(cba:news) Stars for June

Joe Patterson jop at astro.columbia.edu
Tue May 30 14:39:43 EDT 2000


 Dear CBAers,                                              May 30, 2000

     Back from a run (Jonathan's last) at MDM, and getting ready to go
off to the AAS meeting and then a few weeks in Arizona.

     The campaign on the UMa X-ray transient continues apace.  The "10-
second" quasi-period continues to evolve toward shorter periods -
has trucked all the way from 12.4 s to 7.9 s in the last 50 days.  The
4.1 hr signal discovered by Lew back in March has shown a little bit of
movement, suggesting it is probably a superhump rather than strictly
Porb - but the distinction is still pretty weak and will need probably
another 3 weeks of data to firm up.  If you're doing UMa, keep at it
for a few weeks - but too late in the season to start anything.

     Jennie and Fred popped up with four nights of KK Tel in
superoutburst, and this was sufficient to yield the superhump period of
.08764(16) d.  Jonathan's earlier photometry at quiescence gave
Porb=0.08452(15) d.  Well done - one more epsilon to rack up!
(=0.037+-0.002).  We can retire KK Tel now.

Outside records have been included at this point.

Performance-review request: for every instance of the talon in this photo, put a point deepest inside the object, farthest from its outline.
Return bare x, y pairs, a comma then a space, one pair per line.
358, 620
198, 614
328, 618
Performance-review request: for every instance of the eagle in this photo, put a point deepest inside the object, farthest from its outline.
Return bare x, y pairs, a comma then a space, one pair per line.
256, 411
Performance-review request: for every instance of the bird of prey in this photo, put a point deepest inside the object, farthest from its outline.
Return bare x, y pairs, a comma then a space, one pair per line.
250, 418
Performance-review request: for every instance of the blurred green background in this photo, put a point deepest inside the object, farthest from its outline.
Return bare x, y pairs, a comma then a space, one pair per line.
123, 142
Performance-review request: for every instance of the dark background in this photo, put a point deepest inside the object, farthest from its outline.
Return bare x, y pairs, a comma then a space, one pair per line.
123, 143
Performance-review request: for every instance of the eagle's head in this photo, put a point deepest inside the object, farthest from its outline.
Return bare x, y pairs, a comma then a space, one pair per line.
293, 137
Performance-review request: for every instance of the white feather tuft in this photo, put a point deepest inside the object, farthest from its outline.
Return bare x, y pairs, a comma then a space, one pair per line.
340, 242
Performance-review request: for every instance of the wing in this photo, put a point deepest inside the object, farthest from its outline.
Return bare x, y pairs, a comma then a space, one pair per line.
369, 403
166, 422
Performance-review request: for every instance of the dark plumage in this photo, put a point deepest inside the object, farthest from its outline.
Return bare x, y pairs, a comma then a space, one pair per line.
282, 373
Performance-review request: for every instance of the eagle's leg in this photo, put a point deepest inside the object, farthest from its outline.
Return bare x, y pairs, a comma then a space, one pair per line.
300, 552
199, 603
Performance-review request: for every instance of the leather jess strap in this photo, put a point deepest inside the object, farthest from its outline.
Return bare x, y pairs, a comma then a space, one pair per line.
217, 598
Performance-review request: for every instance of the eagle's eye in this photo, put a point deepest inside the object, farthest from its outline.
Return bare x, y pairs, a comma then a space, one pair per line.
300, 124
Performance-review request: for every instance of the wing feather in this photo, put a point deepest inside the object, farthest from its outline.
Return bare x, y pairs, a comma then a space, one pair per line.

     Tonny's friend, the Hamburger star (RX J1450.5+6403).  Some very
nice results on the superhump.  I *think* we have enough on this now,
but I'm not altogether sure since I haven't worked on it myself.
Tonny, do you think so?  (Remember that John Thorstensen will almost
certainly nail down Porb from spectroscopy in early July, so we don't
need to beat on that.)

     The two good stars for long coverage right now are V849 Her (=Her
2 = PG1633+115) and V1315 Aql.  These both have periods in the 3-4 hr
range, and probably both have large-amplitude superhumps.  And they're
both equatorial, enabling us to use our longitude to maximum advantage!
These are the guys to go after.  For shorter coverage, the DQ Her stars
(AO Psc, FO Aqr, V1223 Sgr) are the prime targets, along with HP Lib.